The list goes on, however the main takeaway is that REST uses these codes to report on error (and success) conditions, they will also usually provide further information in the payload response.

But why are we talking about REST?

We have covered REST (albeit at a high level) as a primer for our conversation on GraphQL - it’s one of the differences between the 2 API types that often catches out developers experienced with REST, but new to GraphQL.

Error Responses

So how does GraphQL return error responses? For the purposes of this conversation GraphQL will return error responses in an errors collection as part of the JSON payload response.

The example below shows the JSON response when there is a syntactic error with the query we submitted:

{
  "errors": [
    {
      "message": "Field 'lowestPrce' doesn't exist on type 'Advert'",
      "locations": [
        {
          "line": 8,
          "column": 4
        }
      ],
      "path": [
        "query ad",
        "node",
        "... on Advert",
        "lowestPrce"
      ],
      "extensions": {
        "code": "undefinedField",
        "typeName": "Advert",
        "fieldName": "lowestPrce"
      }
    }
  ]
}

Here you can see the message contains the nature of the issue at hand, which in this case was the misspelling of the field lowestPrice, (we submitted lowestPrce).

In another example, the mutation is well-formed, (syntactically correct), but there is some kind of issue with the processing of the request:

{
  "data": {
    "orderCreate": null
  },
  "errors": [
    {
      "message": "Validation failed: Count on hand must be greater than or equal to 0",
      "locations": [
        {
          "line": 2,
          "column": 2
        }
      ],
      "path": [
        "orderCreate"
      ],
      "extensions": {
        "variant_id": "VmFyaWFudC05OTk4NA==",
        "count_on_hand": {
          "VmFyaWFudC05OTk4NA==": 1
        }
      }
    }
  ]
}

In this particular scenario we were actually attempting to create an order where there wasn’t sufficient stock holding for the item we wanted to purchase. Again you would need to interrogate the errors collection to understand the nature of the error.

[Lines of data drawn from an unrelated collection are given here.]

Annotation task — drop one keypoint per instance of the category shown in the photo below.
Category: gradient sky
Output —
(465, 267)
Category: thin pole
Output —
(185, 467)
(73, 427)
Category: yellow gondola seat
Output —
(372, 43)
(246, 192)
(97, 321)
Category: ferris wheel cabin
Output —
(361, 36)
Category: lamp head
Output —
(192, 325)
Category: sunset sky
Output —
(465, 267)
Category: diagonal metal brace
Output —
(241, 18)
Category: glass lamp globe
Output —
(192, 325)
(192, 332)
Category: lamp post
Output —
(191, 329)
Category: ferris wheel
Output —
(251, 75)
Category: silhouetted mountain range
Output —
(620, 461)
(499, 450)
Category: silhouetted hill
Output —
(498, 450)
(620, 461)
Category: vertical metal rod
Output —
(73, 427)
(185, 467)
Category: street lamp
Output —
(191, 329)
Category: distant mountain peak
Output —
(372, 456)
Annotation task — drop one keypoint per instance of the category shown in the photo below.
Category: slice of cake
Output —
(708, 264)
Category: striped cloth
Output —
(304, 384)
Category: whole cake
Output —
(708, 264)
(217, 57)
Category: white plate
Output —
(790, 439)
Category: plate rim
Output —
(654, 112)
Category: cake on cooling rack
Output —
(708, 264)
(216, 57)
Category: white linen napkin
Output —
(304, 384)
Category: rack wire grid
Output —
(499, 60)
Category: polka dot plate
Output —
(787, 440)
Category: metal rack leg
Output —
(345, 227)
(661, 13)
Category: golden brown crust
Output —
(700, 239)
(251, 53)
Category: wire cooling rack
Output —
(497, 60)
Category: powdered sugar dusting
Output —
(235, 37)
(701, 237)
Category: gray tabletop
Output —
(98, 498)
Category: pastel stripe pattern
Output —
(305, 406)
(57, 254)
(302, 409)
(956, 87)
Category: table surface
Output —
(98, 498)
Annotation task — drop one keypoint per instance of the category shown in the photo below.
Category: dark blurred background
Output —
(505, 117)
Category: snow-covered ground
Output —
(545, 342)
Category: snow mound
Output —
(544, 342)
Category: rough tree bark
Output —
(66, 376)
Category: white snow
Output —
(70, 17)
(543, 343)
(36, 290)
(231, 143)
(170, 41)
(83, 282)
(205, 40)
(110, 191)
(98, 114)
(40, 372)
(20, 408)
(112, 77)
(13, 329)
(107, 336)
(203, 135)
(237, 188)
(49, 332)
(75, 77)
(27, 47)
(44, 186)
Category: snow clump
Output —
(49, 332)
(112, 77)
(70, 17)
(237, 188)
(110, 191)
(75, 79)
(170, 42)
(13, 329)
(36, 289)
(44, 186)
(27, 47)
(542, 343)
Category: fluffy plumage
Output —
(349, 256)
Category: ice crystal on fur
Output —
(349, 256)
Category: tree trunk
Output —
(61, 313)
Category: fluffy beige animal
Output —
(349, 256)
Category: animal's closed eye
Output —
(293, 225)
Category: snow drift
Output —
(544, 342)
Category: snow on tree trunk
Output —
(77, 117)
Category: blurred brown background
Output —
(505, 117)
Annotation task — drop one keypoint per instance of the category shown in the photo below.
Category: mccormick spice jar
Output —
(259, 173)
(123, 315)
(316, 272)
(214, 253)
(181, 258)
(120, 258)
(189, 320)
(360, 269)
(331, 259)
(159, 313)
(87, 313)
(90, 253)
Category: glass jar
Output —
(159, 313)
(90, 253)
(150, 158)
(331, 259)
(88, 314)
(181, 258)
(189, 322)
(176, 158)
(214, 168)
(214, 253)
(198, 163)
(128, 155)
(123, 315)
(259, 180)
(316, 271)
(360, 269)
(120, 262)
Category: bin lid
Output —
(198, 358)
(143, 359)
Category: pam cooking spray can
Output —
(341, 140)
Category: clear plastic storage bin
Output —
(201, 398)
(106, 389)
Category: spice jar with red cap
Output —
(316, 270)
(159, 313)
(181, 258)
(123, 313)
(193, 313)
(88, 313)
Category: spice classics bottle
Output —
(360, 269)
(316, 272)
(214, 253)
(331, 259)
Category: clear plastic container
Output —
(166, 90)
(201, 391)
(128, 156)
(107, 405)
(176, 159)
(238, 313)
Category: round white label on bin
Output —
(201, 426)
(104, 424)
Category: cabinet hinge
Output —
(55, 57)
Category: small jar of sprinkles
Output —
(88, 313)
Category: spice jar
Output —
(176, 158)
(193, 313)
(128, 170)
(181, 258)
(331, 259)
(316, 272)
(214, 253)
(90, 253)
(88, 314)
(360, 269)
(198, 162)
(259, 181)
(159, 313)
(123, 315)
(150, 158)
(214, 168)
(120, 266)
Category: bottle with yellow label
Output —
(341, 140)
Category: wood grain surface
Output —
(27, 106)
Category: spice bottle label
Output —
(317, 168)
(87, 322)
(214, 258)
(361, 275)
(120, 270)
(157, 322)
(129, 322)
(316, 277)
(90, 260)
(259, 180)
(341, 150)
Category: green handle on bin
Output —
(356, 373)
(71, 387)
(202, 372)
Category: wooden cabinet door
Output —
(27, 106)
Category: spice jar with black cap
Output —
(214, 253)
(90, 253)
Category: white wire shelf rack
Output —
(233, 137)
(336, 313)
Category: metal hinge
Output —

In both these cases we received a HTTP 200 OK response, the errors need to be interrogated via the payload.

The take-away point here is that you will need to handle errors in GraphQL in a potentially different way to that of REST based APIs.


11. Adopt caching strategies 🗃️

Slow moving data by its nature does not change much - do you really need to request it again?

This tip centers round understanding the nature of the data that you’re requesting via the API:

  • Does it change rapidly - e.g. the stock position in a popular item
  • Does it move slowly - e.g. Enumeration values that you could use for filtering queries

In the case of slow moving data it makes sense to cache that data client side and use it from there. Not only would this be faster, it just cuts down on unnecessary calls to the API. Indeed, in the case where API’s are rate limited, or have some other “cost” attached, this makes a lot of sense.

This tip really could apply to any type of API, (not just GraphQL), but it’s one that makes the list as it really is low hanging fruit.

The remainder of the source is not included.